O último aspecto se torna especialmente relevante no contexto empresarial, à medida que novas normas surgem recomendando a integração de medidas de segurança desde a fase de concepção dos sistemas inteligentes. Atualmente, a questão não é se a IA será utilizada, mas como garantir que sua utilização seja segura, ética e em conformidade com a legislação vigente. É neste cenário que se destaca um novo domínio para a cibersegurança: a segurança aplicada à inteligência artificial.
As defesas tradicionais contra falhas de software já não são suficientes. Além das vulnerabilidades conhecidas, é essencial antecipar os riscos específicos dos sistemas inteligentes, como a manipulação de dados de treino ou os ataques adversariais. Esses riscos são intensificados pela democratização da IA: não é mais necessário ter grandes conhecimentos técnicos para explorar fragilidades, pois atualmente é possível comprometer um sistema apenas “dialogando” com ele.
Assim como o conceito de privacy by design moldou a proteção de dados, a segurança da IA deve ser considerada desde o início. A confiança só pode ser alcançada se a segurança estiver integrada em todas as fases do ciclo de vida da tecnologia, desde o planejamento até a utilização contínua, incluindo o desenvolvimento e a validação. Isso implica a combinação de práticas sólidas de cibersegurança com princípios de ética digital e conformidade regulamentar.
Os riscos de desconsiderar essa abordagem são excessivamente elevados. No setor de telecomunicações, algoritmos que gerenciam a interação automática com os usuários podem expor dados pessoais sensíveis, passíveis de exploração em campanhas de phishing. No setor de saúde, sistemas de diagnóstico baseados em IA precisam garantir a integridade e a confiabilidade das previsões, sob pena de comprometer a segurança do paciente. No setor financeiro, modelos que avaliam o risco de crédito ou detectam fraudes devem estar protegidos contra manipulações e viés, mantendo sua eficácia e conformidade com normas europeias e internacionais.
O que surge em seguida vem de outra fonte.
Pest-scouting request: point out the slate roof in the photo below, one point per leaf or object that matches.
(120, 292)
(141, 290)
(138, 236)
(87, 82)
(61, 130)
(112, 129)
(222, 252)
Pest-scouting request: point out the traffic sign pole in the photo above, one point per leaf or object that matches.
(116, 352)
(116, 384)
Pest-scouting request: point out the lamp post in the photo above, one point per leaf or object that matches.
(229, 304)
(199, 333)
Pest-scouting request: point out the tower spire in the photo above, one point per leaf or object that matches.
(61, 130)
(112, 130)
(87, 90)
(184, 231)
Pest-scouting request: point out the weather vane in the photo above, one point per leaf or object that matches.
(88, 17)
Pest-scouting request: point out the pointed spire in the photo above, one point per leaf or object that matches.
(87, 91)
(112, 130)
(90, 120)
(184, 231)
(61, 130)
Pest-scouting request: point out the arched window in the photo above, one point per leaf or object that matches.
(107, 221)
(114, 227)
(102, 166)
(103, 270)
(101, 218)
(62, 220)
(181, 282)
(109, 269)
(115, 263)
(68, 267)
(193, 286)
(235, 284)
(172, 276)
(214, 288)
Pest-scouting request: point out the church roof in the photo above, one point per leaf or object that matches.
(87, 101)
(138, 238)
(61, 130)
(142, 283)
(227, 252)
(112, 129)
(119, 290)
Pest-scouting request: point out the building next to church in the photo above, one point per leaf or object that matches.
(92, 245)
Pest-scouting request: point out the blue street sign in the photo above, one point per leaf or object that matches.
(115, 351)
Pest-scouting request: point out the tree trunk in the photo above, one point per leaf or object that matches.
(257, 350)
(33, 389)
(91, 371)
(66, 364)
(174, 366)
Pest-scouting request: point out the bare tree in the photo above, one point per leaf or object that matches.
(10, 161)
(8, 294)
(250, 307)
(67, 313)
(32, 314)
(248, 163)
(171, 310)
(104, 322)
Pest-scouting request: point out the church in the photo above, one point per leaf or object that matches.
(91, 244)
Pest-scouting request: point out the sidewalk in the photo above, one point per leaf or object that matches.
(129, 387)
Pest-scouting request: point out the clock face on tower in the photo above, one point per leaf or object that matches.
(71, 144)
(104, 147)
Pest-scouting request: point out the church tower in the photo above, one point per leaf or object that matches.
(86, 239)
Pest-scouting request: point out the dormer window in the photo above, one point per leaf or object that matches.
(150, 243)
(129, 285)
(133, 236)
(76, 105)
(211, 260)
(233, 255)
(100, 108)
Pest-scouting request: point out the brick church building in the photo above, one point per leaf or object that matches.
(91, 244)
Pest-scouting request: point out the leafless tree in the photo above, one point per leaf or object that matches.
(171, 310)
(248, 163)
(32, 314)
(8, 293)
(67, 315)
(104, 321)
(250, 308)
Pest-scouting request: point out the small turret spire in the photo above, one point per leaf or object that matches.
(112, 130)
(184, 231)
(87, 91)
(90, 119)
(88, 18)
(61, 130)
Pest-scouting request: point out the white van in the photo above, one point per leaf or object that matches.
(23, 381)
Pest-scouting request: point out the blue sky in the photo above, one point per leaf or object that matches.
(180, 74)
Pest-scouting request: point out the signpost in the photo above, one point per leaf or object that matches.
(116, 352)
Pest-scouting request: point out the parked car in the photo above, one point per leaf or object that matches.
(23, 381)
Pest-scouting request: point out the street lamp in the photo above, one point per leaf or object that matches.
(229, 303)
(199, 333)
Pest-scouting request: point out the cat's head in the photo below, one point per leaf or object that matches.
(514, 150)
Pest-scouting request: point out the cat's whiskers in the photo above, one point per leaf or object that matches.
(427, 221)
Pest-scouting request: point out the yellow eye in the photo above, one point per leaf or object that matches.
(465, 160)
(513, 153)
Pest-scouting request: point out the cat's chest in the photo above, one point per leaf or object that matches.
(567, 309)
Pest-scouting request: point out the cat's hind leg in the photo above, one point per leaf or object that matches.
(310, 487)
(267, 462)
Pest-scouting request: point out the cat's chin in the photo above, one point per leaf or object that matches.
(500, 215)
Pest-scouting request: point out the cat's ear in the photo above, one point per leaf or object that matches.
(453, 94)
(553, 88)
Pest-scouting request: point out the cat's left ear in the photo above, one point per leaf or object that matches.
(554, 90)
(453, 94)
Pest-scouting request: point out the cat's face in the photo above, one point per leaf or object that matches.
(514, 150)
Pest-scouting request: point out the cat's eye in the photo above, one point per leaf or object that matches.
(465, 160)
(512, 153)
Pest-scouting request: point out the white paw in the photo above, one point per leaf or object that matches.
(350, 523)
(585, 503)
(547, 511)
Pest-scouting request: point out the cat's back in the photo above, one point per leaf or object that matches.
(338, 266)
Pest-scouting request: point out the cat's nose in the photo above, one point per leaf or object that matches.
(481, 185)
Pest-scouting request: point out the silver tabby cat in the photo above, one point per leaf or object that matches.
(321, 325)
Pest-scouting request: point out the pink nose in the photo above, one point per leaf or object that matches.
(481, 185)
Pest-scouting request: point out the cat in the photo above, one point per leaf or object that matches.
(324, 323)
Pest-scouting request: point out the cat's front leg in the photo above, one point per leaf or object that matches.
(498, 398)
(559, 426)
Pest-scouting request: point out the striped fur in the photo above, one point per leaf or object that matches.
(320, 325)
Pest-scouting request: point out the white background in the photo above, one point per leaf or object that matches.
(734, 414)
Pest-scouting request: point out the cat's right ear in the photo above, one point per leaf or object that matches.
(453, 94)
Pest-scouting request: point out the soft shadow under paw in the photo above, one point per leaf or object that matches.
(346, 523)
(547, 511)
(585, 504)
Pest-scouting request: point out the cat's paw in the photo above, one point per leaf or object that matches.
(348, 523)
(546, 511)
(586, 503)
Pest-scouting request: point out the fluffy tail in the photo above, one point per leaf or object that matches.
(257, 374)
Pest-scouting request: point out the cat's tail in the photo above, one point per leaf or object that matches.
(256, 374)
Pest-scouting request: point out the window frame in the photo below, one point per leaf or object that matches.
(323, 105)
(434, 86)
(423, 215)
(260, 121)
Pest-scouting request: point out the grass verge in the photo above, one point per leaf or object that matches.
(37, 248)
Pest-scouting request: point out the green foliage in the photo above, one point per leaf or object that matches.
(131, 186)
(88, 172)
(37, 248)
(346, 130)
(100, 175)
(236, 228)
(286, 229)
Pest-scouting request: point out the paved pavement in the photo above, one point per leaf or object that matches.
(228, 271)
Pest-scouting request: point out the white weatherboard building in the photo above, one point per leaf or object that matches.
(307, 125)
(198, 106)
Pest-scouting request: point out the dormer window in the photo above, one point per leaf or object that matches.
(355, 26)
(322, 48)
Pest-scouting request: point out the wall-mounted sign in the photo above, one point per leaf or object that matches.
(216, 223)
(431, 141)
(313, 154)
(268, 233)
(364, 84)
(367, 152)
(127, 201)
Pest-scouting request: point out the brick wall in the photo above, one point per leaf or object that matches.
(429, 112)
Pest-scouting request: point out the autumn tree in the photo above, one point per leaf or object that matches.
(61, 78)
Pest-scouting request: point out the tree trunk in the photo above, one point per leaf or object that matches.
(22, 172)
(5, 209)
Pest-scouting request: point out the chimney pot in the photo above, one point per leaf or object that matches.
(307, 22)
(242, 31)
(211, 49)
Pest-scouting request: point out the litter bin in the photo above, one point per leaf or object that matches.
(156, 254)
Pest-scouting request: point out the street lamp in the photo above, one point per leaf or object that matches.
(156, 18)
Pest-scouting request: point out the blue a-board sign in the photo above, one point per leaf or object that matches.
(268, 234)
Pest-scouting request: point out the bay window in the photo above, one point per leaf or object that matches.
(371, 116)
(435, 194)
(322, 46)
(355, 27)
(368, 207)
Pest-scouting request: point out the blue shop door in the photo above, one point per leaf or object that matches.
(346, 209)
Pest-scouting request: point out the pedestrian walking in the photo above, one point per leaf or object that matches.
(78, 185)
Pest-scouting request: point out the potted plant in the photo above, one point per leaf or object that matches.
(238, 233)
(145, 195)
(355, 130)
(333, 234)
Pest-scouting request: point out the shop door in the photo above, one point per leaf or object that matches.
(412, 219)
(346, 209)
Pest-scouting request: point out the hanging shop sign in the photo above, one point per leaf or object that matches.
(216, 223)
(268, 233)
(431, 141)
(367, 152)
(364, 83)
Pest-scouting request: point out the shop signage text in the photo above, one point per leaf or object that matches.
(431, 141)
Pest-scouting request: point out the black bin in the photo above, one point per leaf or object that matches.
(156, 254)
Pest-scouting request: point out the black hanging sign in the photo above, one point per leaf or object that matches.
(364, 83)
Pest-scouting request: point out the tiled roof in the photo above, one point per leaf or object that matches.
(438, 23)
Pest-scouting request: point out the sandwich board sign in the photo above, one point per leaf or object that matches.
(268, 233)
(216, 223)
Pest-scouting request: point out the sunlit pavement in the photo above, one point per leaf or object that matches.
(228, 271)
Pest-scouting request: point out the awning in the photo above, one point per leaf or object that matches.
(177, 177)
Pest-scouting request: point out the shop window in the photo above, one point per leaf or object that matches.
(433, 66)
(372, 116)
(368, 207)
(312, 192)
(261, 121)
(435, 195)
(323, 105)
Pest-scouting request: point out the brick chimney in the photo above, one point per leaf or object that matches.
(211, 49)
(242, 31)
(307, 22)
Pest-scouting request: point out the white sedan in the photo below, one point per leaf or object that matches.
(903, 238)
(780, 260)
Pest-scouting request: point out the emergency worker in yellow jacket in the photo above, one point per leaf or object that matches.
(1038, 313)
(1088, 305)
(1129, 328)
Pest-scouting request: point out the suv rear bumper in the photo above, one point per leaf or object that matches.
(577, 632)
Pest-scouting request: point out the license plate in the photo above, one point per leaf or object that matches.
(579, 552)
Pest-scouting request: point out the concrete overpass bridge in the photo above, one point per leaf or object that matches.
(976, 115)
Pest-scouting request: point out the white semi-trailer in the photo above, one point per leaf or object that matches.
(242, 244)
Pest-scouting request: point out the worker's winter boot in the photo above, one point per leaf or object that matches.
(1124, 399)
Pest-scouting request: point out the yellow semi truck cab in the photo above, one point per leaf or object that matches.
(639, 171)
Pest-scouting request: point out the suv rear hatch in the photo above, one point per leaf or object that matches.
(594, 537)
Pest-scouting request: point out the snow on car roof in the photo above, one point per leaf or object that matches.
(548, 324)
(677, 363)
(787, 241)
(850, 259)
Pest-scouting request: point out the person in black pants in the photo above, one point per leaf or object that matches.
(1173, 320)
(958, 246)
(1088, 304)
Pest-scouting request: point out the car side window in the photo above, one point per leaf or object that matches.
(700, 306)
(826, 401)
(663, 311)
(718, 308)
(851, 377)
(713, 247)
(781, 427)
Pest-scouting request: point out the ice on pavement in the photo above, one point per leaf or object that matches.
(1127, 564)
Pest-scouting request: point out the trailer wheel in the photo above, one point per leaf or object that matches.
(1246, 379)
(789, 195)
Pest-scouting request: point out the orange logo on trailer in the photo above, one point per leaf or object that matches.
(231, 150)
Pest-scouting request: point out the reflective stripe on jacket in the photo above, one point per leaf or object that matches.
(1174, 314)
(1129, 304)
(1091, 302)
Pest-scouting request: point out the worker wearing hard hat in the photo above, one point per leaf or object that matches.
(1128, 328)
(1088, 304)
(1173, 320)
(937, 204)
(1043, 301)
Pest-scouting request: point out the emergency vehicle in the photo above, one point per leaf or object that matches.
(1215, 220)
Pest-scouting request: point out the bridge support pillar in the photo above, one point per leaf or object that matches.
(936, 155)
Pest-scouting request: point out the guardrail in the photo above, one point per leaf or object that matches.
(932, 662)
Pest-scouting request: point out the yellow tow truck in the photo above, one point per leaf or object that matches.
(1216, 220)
Um exemplo recente ilustra o impacto da falta de uma visão holística da segurança em um sistema baseado em IA. Pesquisadores descobriram vulnerabilidades na plataforma Yellow.ai, uma IA agêntica utilizada por empresas como Sony, Logitech e Hyundai. Conseguiram manipular o modelo para gerar instruções com código malicioso, que eram armazenadas nos sistemas da plataforma, permitindo que um atacante, ao interagir com o serviço de assistência, pudesse acessar dados sensíveis do operador humano. Este caso demonstra como técnicas de ataque “clássicas”, como XSS, podem ser combinadas com ataques a modelos de IA, aumentando o risco de comprometimento de organizações inteiras.
O futuro da IA dependerá da capacidade das empresas de adotarem estruturas de segurança robustas, alinhadas com as diretrizes da União Europeia e com padrões globais emergentes. A mensagem é clara: é preciso agir imediatamente. Incorporar segurança, ética e conformidade na base dos sistemas de IA não é apenas uma vantagem competitiva, mas uma condição essencial para garantir uma inovação sustentável e proteger a sociedade digital em que vivemos.